I put high in quotation marks because yes, in this context it could mean 10.5 inches.
Waists stop at 34? In general, that strategy is a good idea, I think. I had a chat with DCG at Squeeze along these lines last week. They make a 48 short in some of the more tailored cuts (as do Brooks in some Milano fits, etc.), but you can’t get a 38 long. At the time of the conversation, there were three of us in the store who were 38 longs (I’ve dropped a size).
A few years ago there were plans to release I.S. chinos featuring a (true) high waistline with tapered legs. I remember something happened with the contract manufacturer and we ended up getting ties instead… Any chance at reviving the attempt?
The rise, like it has been pointed out doesn’t look as proportionally high as it purports to be. Saying that it’s quite good to know in a post-RL RUGBY world these brands are having success with 90s prep, that keeps a flame alive. Unfortunately the type of angle it appears to be coming from is the 90s lo-life/hip hop angle, which although does have a lot of crossover isn’t really offering the staple Ivy items most of us are after. If they start doing ‘big oxfords’ and healthy fitting chinos with 13 inch rises then we might start having needs met, but I’m not sure the Wu-Tang Clan ever really work that look?

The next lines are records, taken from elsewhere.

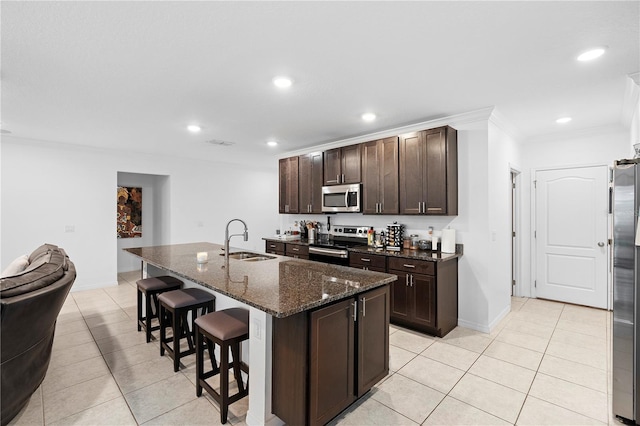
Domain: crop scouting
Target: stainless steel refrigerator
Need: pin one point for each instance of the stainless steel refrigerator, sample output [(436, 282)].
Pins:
[(626, 294)]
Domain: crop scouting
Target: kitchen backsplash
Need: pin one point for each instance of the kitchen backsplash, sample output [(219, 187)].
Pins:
[(412, 224)]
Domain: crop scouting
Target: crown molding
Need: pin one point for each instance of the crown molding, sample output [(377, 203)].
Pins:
[(459, 120), (631, 99)]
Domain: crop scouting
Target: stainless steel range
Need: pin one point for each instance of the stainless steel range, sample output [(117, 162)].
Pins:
[(333, 247)]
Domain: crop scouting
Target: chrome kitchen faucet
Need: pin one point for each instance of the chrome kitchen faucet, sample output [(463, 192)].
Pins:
[(227, 237)]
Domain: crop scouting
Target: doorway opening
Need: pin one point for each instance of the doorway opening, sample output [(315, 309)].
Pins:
[(515, 226), (154, 212)]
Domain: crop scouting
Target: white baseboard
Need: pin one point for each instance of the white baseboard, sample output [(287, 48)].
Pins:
[(485, 328), (473, 325), (499, 318)]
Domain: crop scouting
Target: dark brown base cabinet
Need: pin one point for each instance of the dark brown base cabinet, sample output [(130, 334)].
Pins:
[(324, 360), (368, 262), (425, 295)]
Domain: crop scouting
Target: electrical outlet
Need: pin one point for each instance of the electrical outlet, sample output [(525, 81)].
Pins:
[(257, 329)]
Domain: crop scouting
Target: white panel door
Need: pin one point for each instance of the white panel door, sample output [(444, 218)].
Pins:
[(571, 235)]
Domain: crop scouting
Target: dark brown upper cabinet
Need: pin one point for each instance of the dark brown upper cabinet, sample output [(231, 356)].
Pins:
[(288, 173), (342, 165), (380, 176), (310, 181), (429, 172)]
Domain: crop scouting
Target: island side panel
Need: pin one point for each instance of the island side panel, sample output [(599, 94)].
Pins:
[(290, 368), (447, 296)]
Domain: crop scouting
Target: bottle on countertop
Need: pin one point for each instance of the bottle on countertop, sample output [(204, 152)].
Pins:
[(371, 237)]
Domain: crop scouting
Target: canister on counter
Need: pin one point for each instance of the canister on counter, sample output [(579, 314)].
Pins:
[(406, 243)]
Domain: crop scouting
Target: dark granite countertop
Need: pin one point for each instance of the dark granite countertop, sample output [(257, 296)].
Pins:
[(432, 256), (281, 286)]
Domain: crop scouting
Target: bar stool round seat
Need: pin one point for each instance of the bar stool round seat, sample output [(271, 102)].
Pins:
[(149, 289), (175, 306), (227, 329)]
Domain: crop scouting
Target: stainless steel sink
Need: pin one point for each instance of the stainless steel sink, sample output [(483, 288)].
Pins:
[(258, 258), (248, 256)]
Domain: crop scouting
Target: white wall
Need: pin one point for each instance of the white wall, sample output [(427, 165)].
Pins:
[(598, 146), (155, 221), (47, 186)]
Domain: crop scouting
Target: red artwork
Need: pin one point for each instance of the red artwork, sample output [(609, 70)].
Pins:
[(129, 212)]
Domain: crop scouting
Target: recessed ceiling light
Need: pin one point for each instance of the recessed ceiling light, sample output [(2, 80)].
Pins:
[(368, 116), (282, 82), (592, 54)]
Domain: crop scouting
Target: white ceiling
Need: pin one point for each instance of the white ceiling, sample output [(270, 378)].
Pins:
[(133, 75)]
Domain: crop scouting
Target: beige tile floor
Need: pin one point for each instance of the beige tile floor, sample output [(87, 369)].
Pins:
[(546, 363)]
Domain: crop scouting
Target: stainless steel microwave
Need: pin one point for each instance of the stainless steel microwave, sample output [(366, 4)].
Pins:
[(341, 198)]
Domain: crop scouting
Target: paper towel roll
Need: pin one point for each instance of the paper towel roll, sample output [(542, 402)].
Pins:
[(448, 241)]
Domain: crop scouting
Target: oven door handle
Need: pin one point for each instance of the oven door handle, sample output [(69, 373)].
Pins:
[(344, 254)]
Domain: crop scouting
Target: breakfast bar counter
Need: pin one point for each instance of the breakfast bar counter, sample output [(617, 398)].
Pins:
[(284, 296), (280, 286)]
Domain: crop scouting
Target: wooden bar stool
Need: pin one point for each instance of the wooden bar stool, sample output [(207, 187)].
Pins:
[(227, 329), (151, 288), (175, 306)]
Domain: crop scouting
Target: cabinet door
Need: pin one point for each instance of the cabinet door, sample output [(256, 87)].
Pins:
[(304, 183), (380, 176), (332, 167), (412, 173), (288, 191), (424, 299), (370, 177), (310, 183), (331, 383), (316, 182), (436, 167), (373, 338), (400, 297), (350, 164)]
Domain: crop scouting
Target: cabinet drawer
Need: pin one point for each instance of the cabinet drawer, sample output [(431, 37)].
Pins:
[(274, 247), (297, 250), (409, 265), (365, 259)]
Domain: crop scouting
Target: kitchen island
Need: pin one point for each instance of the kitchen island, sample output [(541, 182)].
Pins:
[(284, 297)]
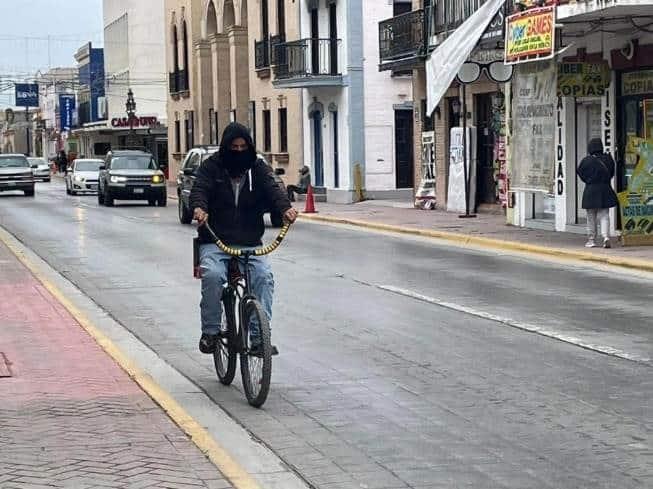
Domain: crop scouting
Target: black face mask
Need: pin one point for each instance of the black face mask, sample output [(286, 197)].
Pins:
[(237, 162)]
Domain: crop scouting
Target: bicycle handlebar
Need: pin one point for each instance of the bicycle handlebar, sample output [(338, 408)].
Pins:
[(266, 250)]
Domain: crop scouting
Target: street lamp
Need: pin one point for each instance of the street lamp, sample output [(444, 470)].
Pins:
[(130, 107)]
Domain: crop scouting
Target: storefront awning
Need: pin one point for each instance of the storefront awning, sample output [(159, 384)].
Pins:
[(444, 63)]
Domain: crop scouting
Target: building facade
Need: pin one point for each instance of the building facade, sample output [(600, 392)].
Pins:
[(134, 58)]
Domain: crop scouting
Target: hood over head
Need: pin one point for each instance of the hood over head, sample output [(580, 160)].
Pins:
[(595, 146), (236, 162)]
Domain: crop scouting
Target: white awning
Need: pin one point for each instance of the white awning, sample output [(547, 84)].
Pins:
[(444, 63)]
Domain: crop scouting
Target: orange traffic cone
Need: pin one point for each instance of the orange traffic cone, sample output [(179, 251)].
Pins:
[(310, 201)]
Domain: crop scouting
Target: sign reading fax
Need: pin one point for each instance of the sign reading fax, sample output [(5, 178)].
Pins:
[(27, 95)]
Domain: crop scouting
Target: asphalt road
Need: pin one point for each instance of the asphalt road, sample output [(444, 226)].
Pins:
[(377, 386)]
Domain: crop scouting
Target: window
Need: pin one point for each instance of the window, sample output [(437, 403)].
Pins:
[(177, 137), (190, 130), (283, 130), (401, 7), (267, 131)]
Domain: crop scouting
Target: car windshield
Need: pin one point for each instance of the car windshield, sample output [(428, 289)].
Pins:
[(135, 162), (88, 165), (13, 162)]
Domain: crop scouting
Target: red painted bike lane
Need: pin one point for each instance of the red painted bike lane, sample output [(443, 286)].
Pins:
[(70, 416)]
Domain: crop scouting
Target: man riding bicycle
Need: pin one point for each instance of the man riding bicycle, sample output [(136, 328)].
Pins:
[(232, 190)]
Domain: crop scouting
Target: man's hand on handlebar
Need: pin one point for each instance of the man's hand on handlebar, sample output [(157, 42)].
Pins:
[(200, 215), (290, 216)]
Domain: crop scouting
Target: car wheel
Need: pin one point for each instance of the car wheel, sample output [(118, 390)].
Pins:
[(276, 219), (108, 198), (185, 215)]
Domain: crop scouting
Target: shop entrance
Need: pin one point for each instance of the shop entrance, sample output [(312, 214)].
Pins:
[(486, 188)]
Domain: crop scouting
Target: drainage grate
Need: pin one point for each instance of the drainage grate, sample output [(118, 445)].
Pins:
[(5, 371)]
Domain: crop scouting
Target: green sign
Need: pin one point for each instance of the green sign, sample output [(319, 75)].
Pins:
[(583, 79)]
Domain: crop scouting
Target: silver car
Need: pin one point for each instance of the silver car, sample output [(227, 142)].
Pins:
[(83, 176), (42, 170)]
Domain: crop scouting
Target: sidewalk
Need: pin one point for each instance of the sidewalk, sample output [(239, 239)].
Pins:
[(490, 231), (69, 416)]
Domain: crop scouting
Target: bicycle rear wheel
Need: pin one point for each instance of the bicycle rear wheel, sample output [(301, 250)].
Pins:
[(256, 369), (224, 356)]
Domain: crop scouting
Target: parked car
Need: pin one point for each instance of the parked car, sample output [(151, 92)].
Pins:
[(131, 175), (16, 174), (186, 178), (42, 170), (83, 176)]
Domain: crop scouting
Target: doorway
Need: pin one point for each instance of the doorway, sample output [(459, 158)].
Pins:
[(486, 186), (404, 165)]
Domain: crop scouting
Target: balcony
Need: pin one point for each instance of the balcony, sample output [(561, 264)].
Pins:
[(178, 82), (401, 40), (308, 63), (262, 54)]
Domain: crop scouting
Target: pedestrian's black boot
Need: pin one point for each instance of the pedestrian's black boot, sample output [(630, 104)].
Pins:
[(208, 342)]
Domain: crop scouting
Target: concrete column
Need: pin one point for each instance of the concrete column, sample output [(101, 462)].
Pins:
[(204, 90), (239, 71), (221, 79)]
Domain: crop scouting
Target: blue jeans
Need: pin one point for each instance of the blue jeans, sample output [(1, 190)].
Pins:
[(214, 265)]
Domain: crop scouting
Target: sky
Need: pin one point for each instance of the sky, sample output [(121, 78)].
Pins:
[(38, 34)]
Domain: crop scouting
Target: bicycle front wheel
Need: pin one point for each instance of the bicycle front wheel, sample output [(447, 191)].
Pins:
[(224, 356), (256, 366)]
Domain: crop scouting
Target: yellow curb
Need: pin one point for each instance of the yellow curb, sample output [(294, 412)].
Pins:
[(230, 469), (490, 243)]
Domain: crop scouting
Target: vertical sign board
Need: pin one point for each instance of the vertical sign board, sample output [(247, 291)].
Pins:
[(66, 111), (27, 95)]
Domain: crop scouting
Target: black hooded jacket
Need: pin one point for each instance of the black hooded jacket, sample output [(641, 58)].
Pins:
[(240, 224), (597, 170)]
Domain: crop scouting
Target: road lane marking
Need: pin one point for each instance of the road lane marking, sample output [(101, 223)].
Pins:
[(225, 463), (532, 328)]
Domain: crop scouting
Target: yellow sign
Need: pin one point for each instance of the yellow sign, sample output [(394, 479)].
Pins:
[(637, 82), (530, 35), (636, 203), (583, 79)]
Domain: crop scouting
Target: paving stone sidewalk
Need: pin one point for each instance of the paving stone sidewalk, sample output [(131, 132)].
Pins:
[(69, 416), (492, 226)]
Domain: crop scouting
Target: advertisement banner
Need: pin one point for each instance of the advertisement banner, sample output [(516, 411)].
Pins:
[(583, 79), (530, 35), (66, 111), (27, 95), (443, 64), (636, 203), (533, 121)]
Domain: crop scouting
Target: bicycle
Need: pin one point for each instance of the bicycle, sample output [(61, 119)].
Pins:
[(240, 309)]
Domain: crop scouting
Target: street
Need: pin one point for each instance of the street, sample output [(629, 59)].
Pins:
[(394, 370)]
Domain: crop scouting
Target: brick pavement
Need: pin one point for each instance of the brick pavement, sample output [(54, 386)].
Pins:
[(69, 416), (484, 225)]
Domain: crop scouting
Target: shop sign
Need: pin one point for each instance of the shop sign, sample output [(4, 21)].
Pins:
[(637, 82), (583, 79), (534, 127), (636, 202), (530, 35), (138, 122)]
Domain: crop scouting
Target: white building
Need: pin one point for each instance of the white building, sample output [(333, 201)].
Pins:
[(349, 109), (135, 58)]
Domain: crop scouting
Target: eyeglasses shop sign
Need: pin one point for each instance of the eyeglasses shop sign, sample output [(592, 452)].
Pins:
[(27, 95)]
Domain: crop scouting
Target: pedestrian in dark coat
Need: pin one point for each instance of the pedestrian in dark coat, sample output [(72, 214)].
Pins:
[(597, 171)]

@GS, thanks for the link. I’d be interested to try these on and see what the fit is actually like, but I think most of the speculators here are probably right; it doesn’t look like the rise could be anywhere close to the 12″ or more most of us are looking for.
I can confirm that the new A&F gear was intriguing. Lots of fair isle sweaters, down jackets and chinos—stuck me as a very 70s Japan “Rugged Ivy” vibe. I’m intrigued by the archive pants, but here’s where I voice my own grievance that a 34 length isn’t even an option. At least they don’t seem to have stretch, which has become epidemic.
The waist and length limits suggest they’re still targeting boys, not men.
AF was a wonderful and unique New York store, until it went broke in the late 1970s, after being in business for 85 years. It was the American equivalent of London’s Purdey or Holland and Holland. Not only did it sell shotguns and fishing rods to the elite, it carried fine clothing, such as sport coats made by Norman Hilton. It was Hemingway’s favorite shop; he bought his safari gear there, and (supposedly)the shotgun which he used to kill himself. After it went bankrupt, Oshman’s Sporting Goods bought the name and turned it into a shopping mall chain store.
Well you didn’t get ties instead, that was a completely different project with a different partner!
The khaki project was with Bill Thomas, then at Bills Khakis. He’s at Duck Head now. I’ll mention it and see if they’re interested.
In related news, I spoke last week with a partner about developing an affordable made-in-Asia, probably MTM, Ivy-styled suit. It looks in theory that they can hit the major cut points, including a full rise with tapered leg. Stay tuned.
I see the mention in the comments about J. Press as “Squeeze.” Back in the early 60’s, the nickname in my prep school for A&F was “Evergrabby and Squeeze.” Also, I remember reading in the NYTimes a little bit after that about whoever, I think, was the maestro running Lincoln Center, who was under attack for not controlling costs, that one evening the stage hands were having trouble moving the very heavy sets around, and he had sent someone over to A&F to bring back several dozens of tennis shoes so the stagehands wouldn’t slip.
Has anyone had good luck with tapering a pair of higher rise pants? Say tapering a pair of Bills M1?
I have had good results with tapering higher rise suit pants from Brooks, but have not tried the experiment with Khakis. I agree that M1s, which are otherwise great, could be improved by a judicious tapering. I think it runs around $35 or so at Brooks. Locally, it cost me $25.
I don’t think I’ve shopped at A&F since 2006 or so. Definitely a step in the right direction. Now if they could deliver an affordable OCBD with a decent collar, then that would be a game changer.